PETRARCH. Il Petrarcha con l’espositione di M. Gio. Andrea Gesualdo.

Venice, Jacomo Vidali, 1574.


4to. 2 parts in 1, separate titles, continuous pagination, ff. [28], 419, [1, blank]. Italic letter, little Roman. Woodcut printer’s device to titles and last versos, small woodcut of Petrarch and Laura to *4 verso and full-page woodcut map of Vaucluse to ***2 verso of I, 6 ¼-page allegorical woodcuts of II, decorated initials and ornaments. Few ll. slightly browned, tiny hole to outer blank margin of title, light age yellowing, minor mainly marginal foxing or browning, ancient repair to lower outer blank corner of BB2-3, light water stain to some ll. from gathering TT, small splash to upper outer corner of final gatherings. A good copy in C16-style calf, brass cornerpieces and bosses (one missing), raised bands, spine gilt-lettered to style, the odd early ms marginal annotation.


Later edition with Gesualdo’s commentary, revised and illustrated, of Petrarch’s complete works. Petrarch (Francesco Petrarca, 1304-74) has been called ‘the father of Humanism’ and the initiator of the Renaissance due to his ground-breaking rediscovery of classical texts like Cicero’s letters. A prolific author of verse, epistles and essays, Petrarch lived between Italy and France, where he allegedly fell in love with Laura, an inspirational muse of whom little is known, except the fact that she was probably married.
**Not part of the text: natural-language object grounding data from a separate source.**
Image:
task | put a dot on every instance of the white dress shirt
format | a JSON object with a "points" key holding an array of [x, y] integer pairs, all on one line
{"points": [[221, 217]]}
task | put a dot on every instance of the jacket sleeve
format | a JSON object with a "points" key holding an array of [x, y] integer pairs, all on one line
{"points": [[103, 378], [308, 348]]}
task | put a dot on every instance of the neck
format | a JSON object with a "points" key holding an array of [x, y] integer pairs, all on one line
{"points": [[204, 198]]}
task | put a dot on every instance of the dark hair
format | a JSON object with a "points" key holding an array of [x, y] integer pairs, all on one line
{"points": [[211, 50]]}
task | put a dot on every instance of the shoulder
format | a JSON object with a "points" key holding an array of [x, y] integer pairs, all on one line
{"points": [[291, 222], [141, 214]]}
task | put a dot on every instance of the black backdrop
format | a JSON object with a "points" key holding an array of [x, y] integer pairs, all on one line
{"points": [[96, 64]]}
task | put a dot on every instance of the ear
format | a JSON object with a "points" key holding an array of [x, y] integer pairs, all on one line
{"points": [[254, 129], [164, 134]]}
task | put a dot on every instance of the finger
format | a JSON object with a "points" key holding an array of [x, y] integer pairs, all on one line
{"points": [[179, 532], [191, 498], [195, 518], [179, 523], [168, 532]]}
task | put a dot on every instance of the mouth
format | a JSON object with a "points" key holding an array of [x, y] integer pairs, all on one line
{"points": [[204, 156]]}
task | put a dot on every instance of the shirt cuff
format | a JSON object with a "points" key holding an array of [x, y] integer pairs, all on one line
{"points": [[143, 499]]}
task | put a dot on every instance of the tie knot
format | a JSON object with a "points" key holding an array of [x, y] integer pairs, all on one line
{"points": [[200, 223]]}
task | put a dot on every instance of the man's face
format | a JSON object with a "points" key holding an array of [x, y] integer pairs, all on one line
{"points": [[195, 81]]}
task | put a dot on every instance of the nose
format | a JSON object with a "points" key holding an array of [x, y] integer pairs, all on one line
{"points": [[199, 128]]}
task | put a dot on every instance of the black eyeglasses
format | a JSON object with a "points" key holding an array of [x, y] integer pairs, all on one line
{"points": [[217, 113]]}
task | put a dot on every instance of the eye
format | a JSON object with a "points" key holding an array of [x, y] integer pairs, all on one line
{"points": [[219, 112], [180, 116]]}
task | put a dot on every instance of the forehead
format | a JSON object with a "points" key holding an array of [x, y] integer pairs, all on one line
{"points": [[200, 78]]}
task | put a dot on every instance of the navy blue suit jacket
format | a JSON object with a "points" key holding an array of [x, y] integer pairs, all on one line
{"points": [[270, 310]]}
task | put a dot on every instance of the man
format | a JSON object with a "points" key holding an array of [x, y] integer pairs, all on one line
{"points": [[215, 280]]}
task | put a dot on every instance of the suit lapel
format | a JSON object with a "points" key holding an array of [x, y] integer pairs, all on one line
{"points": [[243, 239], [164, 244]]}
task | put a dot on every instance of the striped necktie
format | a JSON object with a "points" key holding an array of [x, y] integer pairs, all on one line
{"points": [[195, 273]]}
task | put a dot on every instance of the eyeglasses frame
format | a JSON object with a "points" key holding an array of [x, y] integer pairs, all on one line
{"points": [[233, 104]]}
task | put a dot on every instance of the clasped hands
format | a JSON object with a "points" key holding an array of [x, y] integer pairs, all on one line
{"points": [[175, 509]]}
This edition is devoted to his ‘cose vulgari’—his texts in the vernacular—as found in a holograph ms preserved by the humanist Pietro Bembo. The ‘Canzoniere’ is a collection of over 300 poems written for Laura, whose name reprises the ‘laurel’ of great poets. The author looks back to his unrequited love, his ‘sighs’ and ‘first error of youth’, for a lady who is physical, holy and ethereal at the same time. Inspired by the triumphal progresses of ancient Rome, ‘Trionfi’ celebrates in verse the allegorical figures of Love, Chastity, Death, Fame, Time and Eternity, providing reflections on the fleetingness of human existence which also permeate Petrarch’s entire production. Together with Dante and Boccaccio, Petrarch became one of the three models for the Italian literary language based on its Tuscan variant.

 Giovanni Andrea Gesualdo’s commentary is likely the source of Thomas Wyatt’s famous metaphor of the ‘amorous chase’ in ‘Whoso List to Hunt, I Know Where Is An Hind’, dedicated to Anne Boleyn. Gesualdo was also among the first to connect the ‘impudent prostitute’ of the Avignonese church in Petrarch’s ‘Babylonian sonnets’ (i.e., n. 136-8) – here present and untouched, but often found censored or removed from copies or editions – to the apocalyptic Whore of Rome. Gesualdo’s first edition did not include the map of Vaucluse, whilst the ‘Trionfi’ were illustrated by different woodcuts. The illustrations in this edition reprise those of the famous commentary by Alessandro Vellutello. ‘Trionfi’ are illustrated with six exquisite allegorical woodcuts. The full-page map of Vaucluse was based on that drawn by Vellutello, after two visits to Avignon. ‘This map […] struck the phantasy of the Petrarchists of the Cinquecento. It reappears, in one form or another, in twenty of the hundred-odd editions of the “Canzoniere” published in the next hundred years’ (Wilkins, ‘Vellutello’s Map’, 277). The map, together with a life of the poet and a short essay on the places he visited, were additions intended to assist the reader—‘hugely influential in satisfying the taste for both Petrarch’s poetry […] and details of his life and Laura’s’ (Trapp, ‘Petrarchan Places’, 4).

EDIT16 CNCE 38605; Brunet IV, 552. E.H. Wilkins, ‘Vellutello’s Map of Vaucluse’, Modern Philology 29 (1932), 275-80; J.B. Trapp, ‘Petrarchan Places’, JWCI 69 (2006), 1-50. Not in Sander or Gamba.